One of the joys of hiking in Yellowstone is the excitement of finding the world-class rack of a bull elk. There is nowhere else in America where you can find the numbers of large wild animals that you see in the Park. When heads, horns, pieces of petrified wood, or other objects are poached from the Park, the visitor is robbed of the experience of seeing the display of wild abundance that is unique to Yellowstone. More importantly, the calcium in the bones and horns is a vital source of nourishment to a wide variety of critters that make up the web of life in our first National Park.

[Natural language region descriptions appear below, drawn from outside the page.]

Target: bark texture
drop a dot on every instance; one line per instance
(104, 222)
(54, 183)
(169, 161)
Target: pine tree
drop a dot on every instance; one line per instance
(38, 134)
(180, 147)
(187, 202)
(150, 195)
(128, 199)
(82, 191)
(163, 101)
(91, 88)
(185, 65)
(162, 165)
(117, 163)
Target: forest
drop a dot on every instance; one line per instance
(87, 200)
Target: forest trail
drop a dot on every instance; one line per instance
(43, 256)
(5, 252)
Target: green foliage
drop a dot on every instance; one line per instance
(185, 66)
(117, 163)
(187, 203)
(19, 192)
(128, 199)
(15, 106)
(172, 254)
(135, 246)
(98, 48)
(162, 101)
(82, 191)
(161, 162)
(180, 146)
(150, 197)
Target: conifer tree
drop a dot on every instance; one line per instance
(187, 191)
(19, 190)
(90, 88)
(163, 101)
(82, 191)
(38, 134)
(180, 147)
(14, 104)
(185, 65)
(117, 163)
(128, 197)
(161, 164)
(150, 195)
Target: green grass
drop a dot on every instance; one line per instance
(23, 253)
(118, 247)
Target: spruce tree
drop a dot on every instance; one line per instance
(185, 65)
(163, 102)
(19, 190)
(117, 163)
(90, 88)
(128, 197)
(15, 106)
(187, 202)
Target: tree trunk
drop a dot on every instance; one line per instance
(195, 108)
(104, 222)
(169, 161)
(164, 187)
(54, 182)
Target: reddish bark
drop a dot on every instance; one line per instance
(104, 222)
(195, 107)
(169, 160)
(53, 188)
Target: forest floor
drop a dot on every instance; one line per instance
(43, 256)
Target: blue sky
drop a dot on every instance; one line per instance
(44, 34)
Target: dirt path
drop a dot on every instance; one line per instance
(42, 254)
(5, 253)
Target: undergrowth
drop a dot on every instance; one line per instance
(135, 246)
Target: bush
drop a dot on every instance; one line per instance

Over-winter calf mortality, yearling mortality, and adult bull mortality all increase with higher elk population densities. Studies show that summer predation by grizzly bears, coyotes, black bears, and golden eagles takes an average of 32% of the northern range elk calves each year. Mountain lions prey upon elk, as do hunters north of the park (taking about 10% of the northern herd annually through the 1980s).

Gray wolves, eliminated from the park by the 1930s, are being restored, but not because park managers think the wolves will "control" the number of elk. Instead, 15 North American wolf experts predicted that 100 wolves in Yellowstone would reduce the elk by less than 20%, 10 years after reintroduction. Computer modeling of population dynamics on the northern winter range predicts that 75 wolves would kill 1,000 elk per winter, but that elk would be able to maintain their populations under this level of predation, and with only a slight decrease in hunter harvest. Since the restoration of wolves to Yellowstone began in January 1995, scientists have begun to document the effects of wolves on elk and other species. Wolves are preying predominantly on elk, as expected. They have also occasionally preyed upon moose, bison, deer, and even one pronghorn antelope.

The carrying capacity of the northern winter range increased in the 1980s because elk colonized new winter range in and north of the park, wet summers resulted in better plant production, winters were mild, and the fires of 1988 opened forests allowing more ground cover to grow. Since 1985, more than 11,000 acres of elk winter range have been purchased by the State of Montana and the U.S. Forest Service north of the park, increasing elk carrying capacity and reducing conflicts between native wildlife and agriculture.